The wild and traditional foods that Trócaire is working to recover in Africa and Central America

For many rural and indigenous communities around the world seeds mean much more than an agricultural input, they represent life itself.

Today, wild and traditional foods and seeds are threatened globally by climate change, habitat and agrobiodiversity loss, the increased proliferation of agricultural monocultures of crops such as rice, wheat, maize and soy and the increasing pressures on small farmers to adopt ‘improved’, hybrid or genetically modified seeds. These pressures are leading to food insecurity for millions of people throughout Africa.

Trócaire and its partners in Guatemala, Nicaragua, Zimbabwe and Uganda have been working with rural communities to improve nutrition, food security and farmer income by recovering wild and traditional foods.
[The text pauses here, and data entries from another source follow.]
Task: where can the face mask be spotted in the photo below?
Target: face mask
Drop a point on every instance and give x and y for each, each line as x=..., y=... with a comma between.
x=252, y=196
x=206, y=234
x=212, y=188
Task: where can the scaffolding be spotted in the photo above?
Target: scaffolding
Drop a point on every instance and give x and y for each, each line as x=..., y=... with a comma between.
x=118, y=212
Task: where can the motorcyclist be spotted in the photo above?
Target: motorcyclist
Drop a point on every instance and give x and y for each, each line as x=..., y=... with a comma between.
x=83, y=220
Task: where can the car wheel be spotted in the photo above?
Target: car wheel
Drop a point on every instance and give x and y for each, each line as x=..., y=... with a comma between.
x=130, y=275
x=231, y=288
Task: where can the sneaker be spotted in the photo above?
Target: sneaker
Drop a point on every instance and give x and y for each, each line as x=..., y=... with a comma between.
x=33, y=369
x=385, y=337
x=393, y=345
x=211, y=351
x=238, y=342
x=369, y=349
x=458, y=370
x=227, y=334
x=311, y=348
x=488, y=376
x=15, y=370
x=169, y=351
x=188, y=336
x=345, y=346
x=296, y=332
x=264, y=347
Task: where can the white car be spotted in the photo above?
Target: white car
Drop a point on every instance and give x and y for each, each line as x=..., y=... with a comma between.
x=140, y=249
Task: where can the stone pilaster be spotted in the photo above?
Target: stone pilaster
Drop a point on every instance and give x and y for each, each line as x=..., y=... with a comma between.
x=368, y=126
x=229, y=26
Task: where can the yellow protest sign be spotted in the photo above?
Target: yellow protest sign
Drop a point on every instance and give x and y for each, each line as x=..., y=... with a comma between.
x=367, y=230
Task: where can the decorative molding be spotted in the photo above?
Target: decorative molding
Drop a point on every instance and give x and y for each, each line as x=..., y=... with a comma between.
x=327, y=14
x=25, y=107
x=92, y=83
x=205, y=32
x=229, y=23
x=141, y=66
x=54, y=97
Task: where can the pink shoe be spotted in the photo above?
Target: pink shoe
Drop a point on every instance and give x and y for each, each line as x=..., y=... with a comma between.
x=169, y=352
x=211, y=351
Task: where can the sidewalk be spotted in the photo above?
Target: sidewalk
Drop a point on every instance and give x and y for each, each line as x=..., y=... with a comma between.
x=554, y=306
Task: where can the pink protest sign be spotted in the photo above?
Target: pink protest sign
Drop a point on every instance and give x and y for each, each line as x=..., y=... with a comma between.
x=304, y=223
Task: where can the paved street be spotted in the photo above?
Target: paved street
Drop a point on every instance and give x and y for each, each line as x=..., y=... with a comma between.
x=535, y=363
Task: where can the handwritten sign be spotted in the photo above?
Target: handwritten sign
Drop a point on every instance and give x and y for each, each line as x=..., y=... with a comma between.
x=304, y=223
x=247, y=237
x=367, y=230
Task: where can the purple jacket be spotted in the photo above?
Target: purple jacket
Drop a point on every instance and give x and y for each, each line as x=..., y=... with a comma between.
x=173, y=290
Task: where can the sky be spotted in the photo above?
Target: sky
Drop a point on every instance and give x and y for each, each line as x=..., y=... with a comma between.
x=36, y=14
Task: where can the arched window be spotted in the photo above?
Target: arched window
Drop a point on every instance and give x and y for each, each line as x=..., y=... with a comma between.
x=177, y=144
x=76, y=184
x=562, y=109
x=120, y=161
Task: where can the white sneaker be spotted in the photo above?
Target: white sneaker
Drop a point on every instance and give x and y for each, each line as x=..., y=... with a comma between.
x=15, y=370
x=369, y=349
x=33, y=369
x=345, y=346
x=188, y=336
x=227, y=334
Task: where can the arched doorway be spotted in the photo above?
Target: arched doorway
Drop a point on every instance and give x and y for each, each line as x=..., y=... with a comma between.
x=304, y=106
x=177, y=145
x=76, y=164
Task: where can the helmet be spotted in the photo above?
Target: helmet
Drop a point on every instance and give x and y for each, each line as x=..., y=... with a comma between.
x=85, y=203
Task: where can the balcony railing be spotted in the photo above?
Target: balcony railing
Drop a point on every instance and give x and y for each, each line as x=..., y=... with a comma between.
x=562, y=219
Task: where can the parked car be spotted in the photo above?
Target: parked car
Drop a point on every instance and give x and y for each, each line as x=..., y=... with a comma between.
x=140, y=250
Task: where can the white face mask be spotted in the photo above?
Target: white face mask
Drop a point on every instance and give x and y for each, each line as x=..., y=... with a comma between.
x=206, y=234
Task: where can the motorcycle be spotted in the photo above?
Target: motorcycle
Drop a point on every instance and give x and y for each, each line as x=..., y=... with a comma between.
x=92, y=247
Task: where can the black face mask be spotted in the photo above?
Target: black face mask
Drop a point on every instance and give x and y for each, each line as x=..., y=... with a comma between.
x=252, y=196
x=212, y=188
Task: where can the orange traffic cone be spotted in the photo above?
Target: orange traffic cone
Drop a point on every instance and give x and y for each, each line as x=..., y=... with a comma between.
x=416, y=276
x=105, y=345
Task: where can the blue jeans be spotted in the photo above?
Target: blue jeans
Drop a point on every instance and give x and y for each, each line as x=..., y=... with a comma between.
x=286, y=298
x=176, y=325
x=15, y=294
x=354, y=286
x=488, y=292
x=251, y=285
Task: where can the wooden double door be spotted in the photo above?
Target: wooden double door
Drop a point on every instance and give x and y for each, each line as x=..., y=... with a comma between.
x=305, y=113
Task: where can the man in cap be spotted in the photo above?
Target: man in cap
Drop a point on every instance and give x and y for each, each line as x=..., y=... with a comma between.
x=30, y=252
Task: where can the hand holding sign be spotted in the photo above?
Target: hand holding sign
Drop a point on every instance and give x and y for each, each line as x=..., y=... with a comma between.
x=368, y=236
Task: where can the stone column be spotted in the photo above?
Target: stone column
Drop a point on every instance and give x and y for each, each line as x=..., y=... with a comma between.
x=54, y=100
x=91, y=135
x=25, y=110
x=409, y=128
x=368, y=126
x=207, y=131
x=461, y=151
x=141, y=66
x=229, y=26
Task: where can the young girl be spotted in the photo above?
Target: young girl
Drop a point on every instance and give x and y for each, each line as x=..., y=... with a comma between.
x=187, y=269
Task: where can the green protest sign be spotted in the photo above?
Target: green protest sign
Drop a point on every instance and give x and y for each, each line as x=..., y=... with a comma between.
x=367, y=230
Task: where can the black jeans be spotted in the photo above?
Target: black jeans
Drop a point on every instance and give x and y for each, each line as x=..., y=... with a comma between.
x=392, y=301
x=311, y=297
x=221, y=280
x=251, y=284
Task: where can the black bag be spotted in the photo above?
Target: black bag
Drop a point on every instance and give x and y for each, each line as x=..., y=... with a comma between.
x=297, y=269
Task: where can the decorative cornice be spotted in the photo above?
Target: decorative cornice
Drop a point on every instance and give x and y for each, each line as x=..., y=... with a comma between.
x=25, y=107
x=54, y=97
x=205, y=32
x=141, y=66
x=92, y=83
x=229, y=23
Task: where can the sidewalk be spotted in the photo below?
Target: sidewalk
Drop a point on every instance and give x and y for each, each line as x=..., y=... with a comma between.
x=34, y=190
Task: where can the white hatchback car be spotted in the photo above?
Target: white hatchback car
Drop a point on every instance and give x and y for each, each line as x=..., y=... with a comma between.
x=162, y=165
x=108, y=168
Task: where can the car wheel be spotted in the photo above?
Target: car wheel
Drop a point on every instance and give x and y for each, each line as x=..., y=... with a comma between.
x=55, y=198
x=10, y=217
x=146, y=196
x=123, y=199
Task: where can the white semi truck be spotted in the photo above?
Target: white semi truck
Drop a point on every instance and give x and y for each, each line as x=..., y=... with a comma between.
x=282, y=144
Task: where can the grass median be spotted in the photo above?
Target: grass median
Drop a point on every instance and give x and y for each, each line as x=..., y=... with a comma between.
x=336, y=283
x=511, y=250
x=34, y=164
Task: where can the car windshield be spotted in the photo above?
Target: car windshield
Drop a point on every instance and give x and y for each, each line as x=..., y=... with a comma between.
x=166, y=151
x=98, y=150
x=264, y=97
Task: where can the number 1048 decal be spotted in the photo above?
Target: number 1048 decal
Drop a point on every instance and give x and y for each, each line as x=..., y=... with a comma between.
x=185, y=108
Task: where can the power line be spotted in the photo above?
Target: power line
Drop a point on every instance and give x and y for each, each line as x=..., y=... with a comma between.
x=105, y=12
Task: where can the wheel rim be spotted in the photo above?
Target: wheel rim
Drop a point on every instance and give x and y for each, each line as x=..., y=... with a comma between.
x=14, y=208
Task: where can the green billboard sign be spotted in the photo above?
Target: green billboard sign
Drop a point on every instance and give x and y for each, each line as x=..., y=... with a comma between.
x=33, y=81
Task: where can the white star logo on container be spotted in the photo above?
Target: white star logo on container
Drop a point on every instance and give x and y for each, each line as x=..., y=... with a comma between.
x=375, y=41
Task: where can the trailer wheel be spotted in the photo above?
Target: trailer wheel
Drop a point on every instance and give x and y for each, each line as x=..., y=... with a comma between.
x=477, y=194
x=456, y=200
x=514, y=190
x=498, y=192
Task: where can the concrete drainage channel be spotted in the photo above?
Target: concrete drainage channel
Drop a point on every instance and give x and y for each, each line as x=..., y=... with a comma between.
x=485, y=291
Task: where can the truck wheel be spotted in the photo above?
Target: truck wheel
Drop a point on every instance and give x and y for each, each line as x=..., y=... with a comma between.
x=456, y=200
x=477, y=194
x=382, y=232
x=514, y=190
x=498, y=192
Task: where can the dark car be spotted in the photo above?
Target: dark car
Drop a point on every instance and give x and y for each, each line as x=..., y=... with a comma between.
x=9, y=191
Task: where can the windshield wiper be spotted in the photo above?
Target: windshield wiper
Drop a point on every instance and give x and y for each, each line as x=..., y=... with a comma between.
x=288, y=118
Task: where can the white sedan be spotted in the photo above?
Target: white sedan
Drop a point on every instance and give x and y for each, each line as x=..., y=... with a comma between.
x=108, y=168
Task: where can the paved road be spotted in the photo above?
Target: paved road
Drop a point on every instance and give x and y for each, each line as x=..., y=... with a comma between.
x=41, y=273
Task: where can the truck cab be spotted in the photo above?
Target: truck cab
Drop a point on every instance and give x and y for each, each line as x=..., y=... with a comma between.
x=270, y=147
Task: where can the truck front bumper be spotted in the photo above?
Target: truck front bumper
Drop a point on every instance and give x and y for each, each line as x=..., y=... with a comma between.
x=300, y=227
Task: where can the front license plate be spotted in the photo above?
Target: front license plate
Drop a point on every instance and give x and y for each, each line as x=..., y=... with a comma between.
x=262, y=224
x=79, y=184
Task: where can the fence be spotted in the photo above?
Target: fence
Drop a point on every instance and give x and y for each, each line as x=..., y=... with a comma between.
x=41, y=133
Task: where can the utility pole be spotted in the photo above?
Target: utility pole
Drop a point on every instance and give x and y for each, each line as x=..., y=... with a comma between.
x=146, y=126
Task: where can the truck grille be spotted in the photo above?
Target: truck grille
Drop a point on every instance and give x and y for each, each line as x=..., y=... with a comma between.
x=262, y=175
We raise awareness about the nutritional, medicinal and economic benefits of harvesting, cultivating, and processing wild and traditional foods. We promote practical efforts for protecting their biodiversity in their natural habitats and in seed repositories. Seed banks, essential as genetic repositories of wild and traditional plants, have been created across these four countries. They ensure communities have continuous secure and reliable access to affordable seeds.

By valuing locally produced foods, rather than the processed and packaged foods available at the supermarket, farmers are contributing to the spiritual, cultural and economic life of their communities and ensuring improved food security for thousands of families.